Pyridinic nitrogen enriched porous carbon derived from bimetal organic frameworks for high capacity zinc ion hybrid capacitors with remarkable rate capability

Abstract

Abstract Aqueous zinc ion hybrid capacitors (ZIHCs) hold great potential for large-scale energy storage applications owing to their high safety and low cost, but suffer from low capacity and energy density. Herein, pyridinic nitrogen enriched porous carbon (nPC) was successfully synthesized via the growth, subsequent annealing and acid etching of bimetal organic frameworks for high capacity and safe ZIHCs with exceptional rate capability. Benefiting from the mesopores for easy ion diffusion, high electrical conductivity enabled by in-situ grown carbon nanotubes matrix and residual metal Co nanoparticles for fast electron transfer, sufficient micropores and high N content (8.9 at%) with dominated pyridinic N (54%) for enhanced zinc ion storage, the resulting nPC cathodes for ZIHCs achieved high capacities of 302 and 137 mAh g−1 at 1 and 18 A g−1, outperforming most reported carbon based cathodes.
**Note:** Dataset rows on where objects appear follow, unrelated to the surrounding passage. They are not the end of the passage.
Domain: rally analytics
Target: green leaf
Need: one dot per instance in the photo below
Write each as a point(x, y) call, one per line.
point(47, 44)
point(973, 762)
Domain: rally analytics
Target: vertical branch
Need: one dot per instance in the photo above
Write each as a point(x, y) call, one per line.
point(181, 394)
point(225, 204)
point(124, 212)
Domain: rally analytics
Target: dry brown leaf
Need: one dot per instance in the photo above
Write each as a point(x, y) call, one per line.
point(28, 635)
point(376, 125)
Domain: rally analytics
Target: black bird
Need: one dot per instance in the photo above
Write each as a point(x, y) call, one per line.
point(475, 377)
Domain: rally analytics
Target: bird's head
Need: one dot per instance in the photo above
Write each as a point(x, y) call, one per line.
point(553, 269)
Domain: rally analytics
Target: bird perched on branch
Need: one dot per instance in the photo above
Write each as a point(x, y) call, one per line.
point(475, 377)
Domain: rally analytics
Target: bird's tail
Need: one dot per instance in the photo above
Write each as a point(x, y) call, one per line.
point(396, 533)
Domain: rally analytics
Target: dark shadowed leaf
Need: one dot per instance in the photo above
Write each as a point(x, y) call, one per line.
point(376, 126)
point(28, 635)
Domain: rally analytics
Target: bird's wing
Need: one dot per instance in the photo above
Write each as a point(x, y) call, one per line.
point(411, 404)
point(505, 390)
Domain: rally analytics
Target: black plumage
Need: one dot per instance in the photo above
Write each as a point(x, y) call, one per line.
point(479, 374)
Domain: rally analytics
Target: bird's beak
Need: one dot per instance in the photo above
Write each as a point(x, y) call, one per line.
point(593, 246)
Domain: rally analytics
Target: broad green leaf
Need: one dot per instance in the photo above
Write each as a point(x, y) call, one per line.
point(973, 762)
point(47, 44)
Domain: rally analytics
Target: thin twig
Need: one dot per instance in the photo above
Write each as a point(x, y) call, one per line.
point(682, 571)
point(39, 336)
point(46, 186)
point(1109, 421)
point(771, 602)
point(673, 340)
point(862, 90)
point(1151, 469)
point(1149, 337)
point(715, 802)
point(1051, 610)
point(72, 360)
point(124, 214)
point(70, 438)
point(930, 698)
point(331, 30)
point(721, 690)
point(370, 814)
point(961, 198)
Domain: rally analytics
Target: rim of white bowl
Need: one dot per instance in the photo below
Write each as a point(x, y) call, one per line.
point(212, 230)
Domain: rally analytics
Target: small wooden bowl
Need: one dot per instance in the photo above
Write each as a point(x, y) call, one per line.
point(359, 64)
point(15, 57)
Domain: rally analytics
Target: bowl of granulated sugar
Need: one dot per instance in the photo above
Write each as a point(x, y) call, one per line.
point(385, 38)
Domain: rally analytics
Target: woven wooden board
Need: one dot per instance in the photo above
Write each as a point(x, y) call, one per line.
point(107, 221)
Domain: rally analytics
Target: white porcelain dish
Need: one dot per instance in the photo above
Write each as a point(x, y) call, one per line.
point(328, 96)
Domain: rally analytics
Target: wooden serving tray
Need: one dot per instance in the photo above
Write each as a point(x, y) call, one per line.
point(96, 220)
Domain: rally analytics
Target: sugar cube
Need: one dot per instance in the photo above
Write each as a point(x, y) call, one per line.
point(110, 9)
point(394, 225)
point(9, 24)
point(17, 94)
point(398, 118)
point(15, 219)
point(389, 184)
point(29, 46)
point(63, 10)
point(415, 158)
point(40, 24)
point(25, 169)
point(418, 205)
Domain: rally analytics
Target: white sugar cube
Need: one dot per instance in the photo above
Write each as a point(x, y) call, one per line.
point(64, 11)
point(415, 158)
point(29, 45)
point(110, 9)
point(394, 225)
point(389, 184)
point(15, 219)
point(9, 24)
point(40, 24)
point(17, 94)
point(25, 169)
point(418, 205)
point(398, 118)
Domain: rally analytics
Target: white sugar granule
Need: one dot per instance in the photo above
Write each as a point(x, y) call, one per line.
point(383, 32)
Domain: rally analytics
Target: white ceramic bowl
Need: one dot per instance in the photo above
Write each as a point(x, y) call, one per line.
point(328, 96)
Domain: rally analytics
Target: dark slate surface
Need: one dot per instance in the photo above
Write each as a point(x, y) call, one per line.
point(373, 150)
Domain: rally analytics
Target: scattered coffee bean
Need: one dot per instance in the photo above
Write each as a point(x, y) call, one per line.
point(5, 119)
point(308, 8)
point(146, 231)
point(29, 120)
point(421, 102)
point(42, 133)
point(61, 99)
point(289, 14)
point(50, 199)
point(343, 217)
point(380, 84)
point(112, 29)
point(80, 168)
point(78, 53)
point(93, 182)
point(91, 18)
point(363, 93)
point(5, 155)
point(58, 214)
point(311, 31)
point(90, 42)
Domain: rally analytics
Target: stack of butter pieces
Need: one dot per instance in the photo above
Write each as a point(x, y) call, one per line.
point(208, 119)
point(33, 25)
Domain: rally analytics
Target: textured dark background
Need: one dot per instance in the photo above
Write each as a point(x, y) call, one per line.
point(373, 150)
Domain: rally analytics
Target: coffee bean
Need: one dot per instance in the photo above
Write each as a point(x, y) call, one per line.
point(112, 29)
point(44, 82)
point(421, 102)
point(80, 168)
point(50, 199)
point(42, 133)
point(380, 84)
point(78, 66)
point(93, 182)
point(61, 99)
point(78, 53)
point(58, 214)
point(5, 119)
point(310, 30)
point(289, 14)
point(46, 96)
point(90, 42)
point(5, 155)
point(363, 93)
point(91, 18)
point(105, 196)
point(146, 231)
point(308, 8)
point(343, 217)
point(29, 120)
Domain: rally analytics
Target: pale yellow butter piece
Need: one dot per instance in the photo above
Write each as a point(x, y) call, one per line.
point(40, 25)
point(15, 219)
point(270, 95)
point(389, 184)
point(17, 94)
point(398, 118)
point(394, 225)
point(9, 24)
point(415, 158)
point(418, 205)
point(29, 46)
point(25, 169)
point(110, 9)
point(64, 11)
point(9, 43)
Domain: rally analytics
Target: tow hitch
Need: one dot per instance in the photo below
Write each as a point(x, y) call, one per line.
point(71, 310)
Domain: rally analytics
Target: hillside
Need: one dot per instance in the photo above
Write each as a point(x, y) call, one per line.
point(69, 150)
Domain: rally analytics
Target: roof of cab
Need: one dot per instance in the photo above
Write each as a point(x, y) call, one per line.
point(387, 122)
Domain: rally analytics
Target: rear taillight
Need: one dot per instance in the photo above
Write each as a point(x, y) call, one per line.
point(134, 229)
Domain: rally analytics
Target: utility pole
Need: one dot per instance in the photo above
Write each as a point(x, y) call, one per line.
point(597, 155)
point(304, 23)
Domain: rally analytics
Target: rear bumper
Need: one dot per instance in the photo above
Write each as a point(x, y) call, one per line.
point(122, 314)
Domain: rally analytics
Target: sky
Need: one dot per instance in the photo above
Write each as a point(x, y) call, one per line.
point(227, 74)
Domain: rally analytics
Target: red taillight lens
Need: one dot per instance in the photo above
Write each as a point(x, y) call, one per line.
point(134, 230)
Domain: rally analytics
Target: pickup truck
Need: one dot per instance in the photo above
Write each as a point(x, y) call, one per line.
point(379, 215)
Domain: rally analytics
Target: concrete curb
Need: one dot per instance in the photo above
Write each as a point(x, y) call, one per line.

Theoretical results further disclosed that pyridinic N possessed larger binding energy of −4.99 eV to chemically coordinate with Zn2+ than other N species. Moreover, quasi-solid-state ZIHCs with gelatin based gel electrolytes exhibited high energy density of 157.6 Wh kg−1 at 0.69 kW kg−1, high safety and mechanical flexibility to withstand mechanical deformation and drilling. This strategy of developing pyridinic nitrogen enriched porous carbon will pave a new avenue to construct safe ZIHCs with high energy densities.